I don’t think anyone can deny that the Bible is full of concern for the poor and other vulnerable members of society. That is a pervasive theme that one just cannot miss with even a casual reading of the text. By contrast, the accumulation of wealth and property was just not a core value of our Lord. Indeed, at his encouragement, Jesus’s followers often sold or left behind their belongings before they joined his ministry. Jesus often warned against the love of money and accumulating material possessions.
Christ also taught us to love and care for one another. Indeed, the early Christians took this teaching so seriously that they lived communally. They pooled their resources and try to provide for all within the Christian community. I myself am certainly not looking to join a Christian commune, but pooling and sharing resources has always been a quintessentially Christian thing to do even if we haven’t always done it to the same (extreme) extent of the early Christians. And of course, Jesus himself astutely noted that some of us have more to contribute to the community’s resources than others.
Job 36:15 (King James)
He delivers the poor in their affliction,
And opens their ears in oppression.
Psalm 10:18 (GOD’S WORD Translation)
In order to provide justice for orphans and oppressed people
so that no mere mortal will terrify them again.
Luke 12:48 (American Standard Version)
And to whomsoever much is given, of him shall much be required: and to whom they commit much, of him will they ask the more.
Mark 12:41-44 (Amplified Bible)
And He sat down opposite the treasury and saw how the crowd was casting money into the treasury.

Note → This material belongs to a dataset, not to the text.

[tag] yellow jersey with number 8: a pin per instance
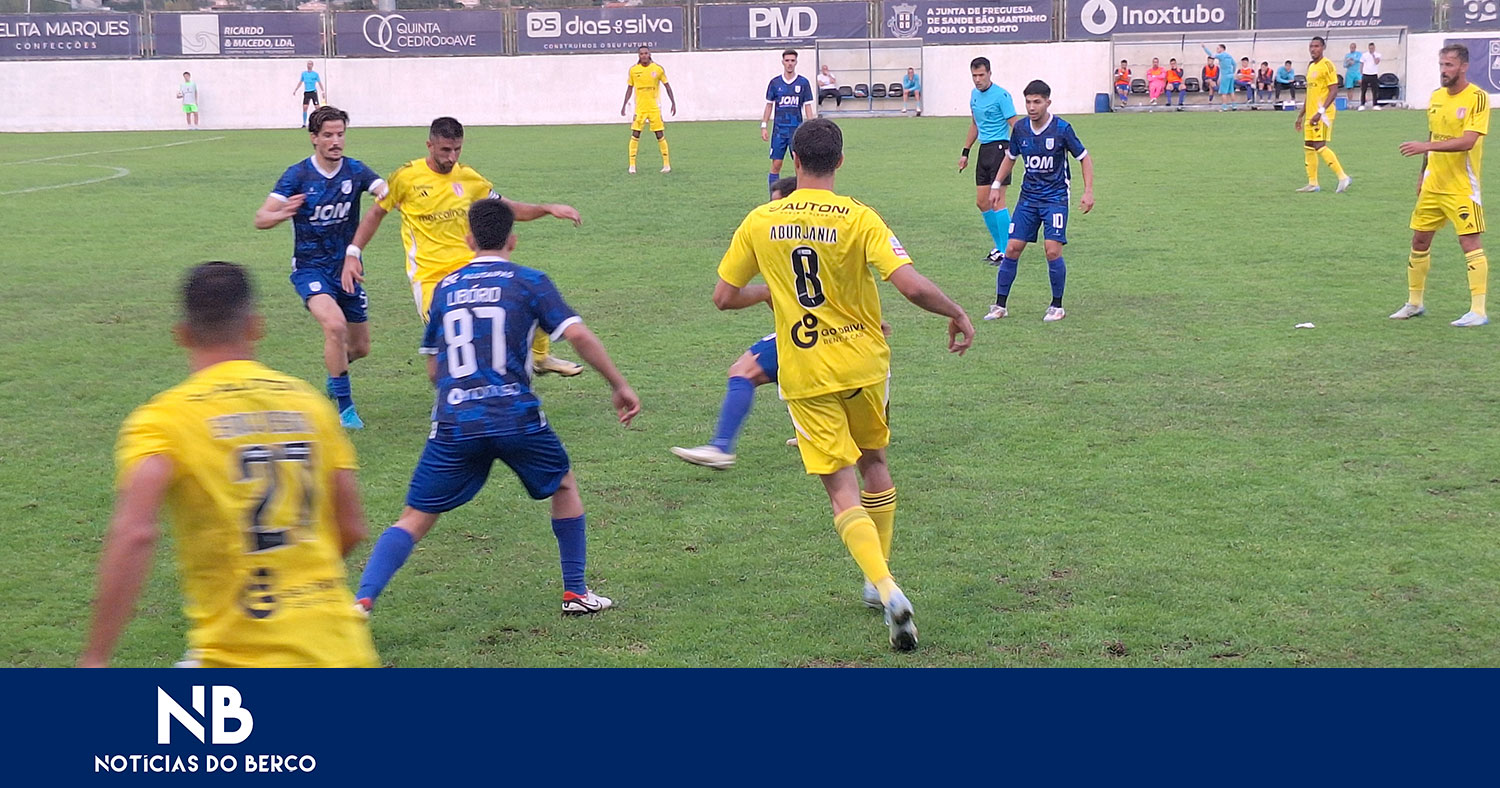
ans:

Many rich [people] were throwing in large sums.
And a widow who was poverty-stricken came and put in two copper mites [the smallest of coins], which together make half of a cent.
And He called His disciples [to Him] and said to them, Truly and surely I tell you, this widow, [she who is] poverty-stricken, has put in more than all those contributing to the treasury.
For they all threw in out of their abundance; but she, out of her deep poverty, has put in everything that she had--[even] all she had on which to live.
The church seems to believe that it needs to be actively involved in politics because it sees social changes as a threat to religious freedom. Back in February the LDS church’s chief lawyer said the following: “I believe that the greatest challenge faced by the Church, is the challenge to religious liberty that is growing worldwide. … A battle is looming over the effort to acquire civil social rights at the expense of civil religious rights. This battle, I believe, represents the acceleration of a disturbing slide downward in the law regarding the place of religion in the public square.”